Sunday, May 27, 2007


Yesterday morning we drove over to Bakewell. We followed our usual route through Ipstones, Warslow, Hartington, Monyash and into Bakewell. We parked up quite easily on the large car park on the island and made our way over the river into the town centre. We had a good wander round; it seemed ages since we were last there and many shops had either closed or changed hands and new coffee and tea shops seemed to have sprung up all over the town.

For instance I don't think this was here last time we visited - the original Bakewell Pudding shop is still on the main street - this one seems to be trying to take over - Pudding Factory no less!

We normally have elevenses in the cafe above the Farmer's market shop near the river but yesterday we had coffee and scones in the Antique Shop and above is the view from the window as we sat enjoying our coffee. By the time we came out the sunshine had gone and a slight drizzle had taken it's place.

We went down to the river and crossed over to the cattle market to see what the farmer's market had to offer. Lots of lovely things to eat or grow. People were queuing for fish, smoked meats, wild mushrooms, every flavour of cheese you could imagine and lots of lovely crusty bread. We bought cottage loaf style rolls, garlic and wild mushroom cheese and organic apple juice for a picnic. By this time the town was getting crowded and the car park had filled up so we set off towards home stopping on the way back for our late lunch picnic and a mooch around the wonderful bookshop at Brierlow Bar.

Thursday, May 24, 2007

Only a Rose

The first roses of the year are always the yellow ones. In the list of 'The Meaning of Flowers' it says that the yellow rose indicates - Friendship; Joy and happiness; Jealousy; Trying to care; and Gladness. Such a lot for a small rose to live up to - well they certainly make me happy and I'm always glad to see them.

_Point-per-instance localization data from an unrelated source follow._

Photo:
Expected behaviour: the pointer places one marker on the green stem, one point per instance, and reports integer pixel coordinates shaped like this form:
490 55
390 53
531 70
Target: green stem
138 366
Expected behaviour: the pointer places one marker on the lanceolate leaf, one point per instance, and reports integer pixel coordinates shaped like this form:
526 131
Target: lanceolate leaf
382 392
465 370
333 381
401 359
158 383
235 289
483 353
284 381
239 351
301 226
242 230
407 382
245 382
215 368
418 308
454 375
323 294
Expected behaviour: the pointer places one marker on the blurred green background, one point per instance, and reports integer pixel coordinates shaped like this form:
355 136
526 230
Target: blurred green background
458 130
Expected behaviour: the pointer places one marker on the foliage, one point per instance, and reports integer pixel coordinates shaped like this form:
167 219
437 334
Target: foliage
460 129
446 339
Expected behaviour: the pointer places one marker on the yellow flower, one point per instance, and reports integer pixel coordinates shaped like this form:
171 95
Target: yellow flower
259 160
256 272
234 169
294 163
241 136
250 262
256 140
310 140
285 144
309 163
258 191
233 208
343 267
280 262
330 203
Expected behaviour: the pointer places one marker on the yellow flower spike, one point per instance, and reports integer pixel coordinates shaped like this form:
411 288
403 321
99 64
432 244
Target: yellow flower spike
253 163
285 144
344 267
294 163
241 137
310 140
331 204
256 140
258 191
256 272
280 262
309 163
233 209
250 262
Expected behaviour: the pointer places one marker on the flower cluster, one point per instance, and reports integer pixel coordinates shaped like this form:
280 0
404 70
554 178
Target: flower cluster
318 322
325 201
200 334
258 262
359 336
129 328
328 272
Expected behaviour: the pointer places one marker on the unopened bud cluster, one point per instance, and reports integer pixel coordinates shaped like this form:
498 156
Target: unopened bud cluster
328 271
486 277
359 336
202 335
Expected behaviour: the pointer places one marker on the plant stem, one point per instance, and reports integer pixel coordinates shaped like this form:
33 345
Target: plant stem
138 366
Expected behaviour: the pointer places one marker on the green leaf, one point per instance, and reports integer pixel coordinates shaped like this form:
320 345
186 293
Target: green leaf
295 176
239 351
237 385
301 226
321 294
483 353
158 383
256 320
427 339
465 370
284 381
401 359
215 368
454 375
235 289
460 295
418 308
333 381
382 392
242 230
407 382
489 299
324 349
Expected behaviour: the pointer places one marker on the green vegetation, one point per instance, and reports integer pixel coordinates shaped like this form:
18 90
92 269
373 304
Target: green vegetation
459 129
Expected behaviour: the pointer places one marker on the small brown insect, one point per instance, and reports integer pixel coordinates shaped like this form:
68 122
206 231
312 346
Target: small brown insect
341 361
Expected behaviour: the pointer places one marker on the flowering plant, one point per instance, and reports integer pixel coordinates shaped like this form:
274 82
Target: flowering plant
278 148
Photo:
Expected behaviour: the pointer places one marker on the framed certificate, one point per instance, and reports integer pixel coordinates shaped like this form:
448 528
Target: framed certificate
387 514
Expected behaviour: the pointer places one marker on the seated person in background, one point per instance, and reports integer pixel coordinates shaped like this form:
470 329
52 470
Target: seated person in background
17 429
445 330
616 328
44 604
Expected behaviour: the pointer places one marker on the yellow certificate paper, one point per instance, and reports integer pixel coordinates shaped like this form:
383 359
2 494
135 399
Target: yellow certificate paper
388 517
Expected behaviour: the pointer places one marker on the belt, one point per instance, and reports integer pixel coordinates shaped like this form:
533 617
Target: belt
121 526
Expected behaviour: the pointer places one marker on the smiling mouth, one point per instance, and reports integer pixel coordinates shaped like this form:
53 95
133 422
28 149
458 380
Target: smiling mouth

I 'm rather concerned about the idea for councils to put micro chips in wheelie bins so they can weigh people's rubbish and charge them for the disposing of it. I can see where they are coming from and agree that something has to be done but isn't this idea open to abuse? Whilst I put my bin out on the morning of collection a lot of my neighbours put their bins out the night before, presumably because they have to dash off to work early in the morning. I have a vision of people tiptoeing about late at night putting their waste into other people's bins. Perhaps the solution is to have a padlock on the bin but then that would take the refuse collectors twice as long to do their round; maybe we will have to stand guard over our bins until they are emptied. The people who make these plans seem to have a very rose tinted view of the world.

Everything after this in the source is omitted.